Jamila miró a Simon, así que yo le miré también. Era imposible determinar cual era la expresión de su cara, pues prácticamente no se le veía.
—Un botellazo en plena cara. Así fue. ¿Adónde crees que vas como persona, Karim?
—Bien lejos —repuse.
Ahora sí que me largaba, me marchaba pitando inmediatamente, pero mamá se me acercó. Sonrió y le di un beso.
—Te quiero mucho —me dijo.
—Estuve bien, ¿eh, mamá?
—No llevabas el taparrabos de siempre, eso sí es verdad —comentó—. Por lo menos te han dejado que te vistas con tu propia ropa. Pero tú no eres indio.
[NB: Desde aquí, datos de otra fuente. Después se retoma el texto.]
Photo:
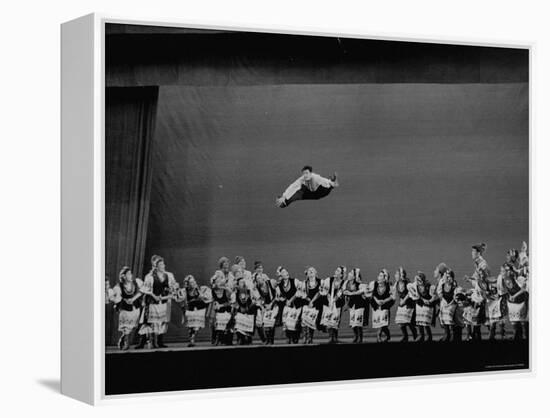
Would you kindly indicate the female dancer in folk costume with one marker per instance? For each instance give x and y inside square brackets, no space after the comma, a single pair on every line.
[516,300]
[127,298]
[495,305]
[286,292]
[309,186]
[446,287]
[425,296]
[224,272]
[381,302]
[158,287]
[356,296]
[332,297]
[221,310]
[474,312]
[523,281]
[225,279]
[195,302]
[311,314]
[244,312]
[404,316]
[247,275]
[263,294]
Si ni siquiera has puesto los pies en la India… En cuanto bajaras del avión tendrías diarrea. Estoy segura.
—¿Por qué no gritas un poquito más? —le dije—. Ahora resultará que no soy mitad indio.
—¿Y yo no cuento? —me reprochó mamá—. ¿Quién te parió? Eres inglés, gracias a Dios.
—Me da igual —le dije—. Lo que sí soy es actor. Ese es mi trabajo.
—No digas esas cosas —me pidió—. Tienes que ser tú.
—Sí, claro, claro.
Mamá miró a papá, que estaba con Eva. Eva le hablaba muy enfadada. Papá tenía un aspecto manso, aguantaba sin chistar, no le replicaba. Cuando nos sorprendió bajo los ojos.
—¡Menudo rapapolvo! —dijo mamá—. La vaca ésa… ¡Con un cabezota como ése las regañinas no sirven de nada!
—Ve al lavabo a sonarte la nariz —le sugerí.
—Sí, será lo mejor —dijo.
Me subí a una silla junto a la puerta y examiné a aquel hatajo de futuros esqueletos. Dentro de ochenta años, la mayoría estaríamos muertos. Como no teníamos otra elección, vivíamos como si no fuera a ser así, como si no estuviéramos solos, como si no fuera a llegar un momento en el que nos daríamos cuenta de que la vida había terminado, de que conducíamos un coche sin frenos que estaba a punto de estrellarse contra una pared de ladrillo. Eva y papá seguían hablando; Ted y Jean estaban hablando; Marlene y Tracey estaban hablando y Changez, Simon y Allie estaban hablando también: ninguno de ellos parecía necesitarme demasiado. Me marché.
Comparado con la lengua viperina de aquella pandilla de apestosos, el aire de la noche se me antojó más dulce que la miel. Me abrí la chaqueta y me desabroché la bragueta para que mi polla sintiera el aire.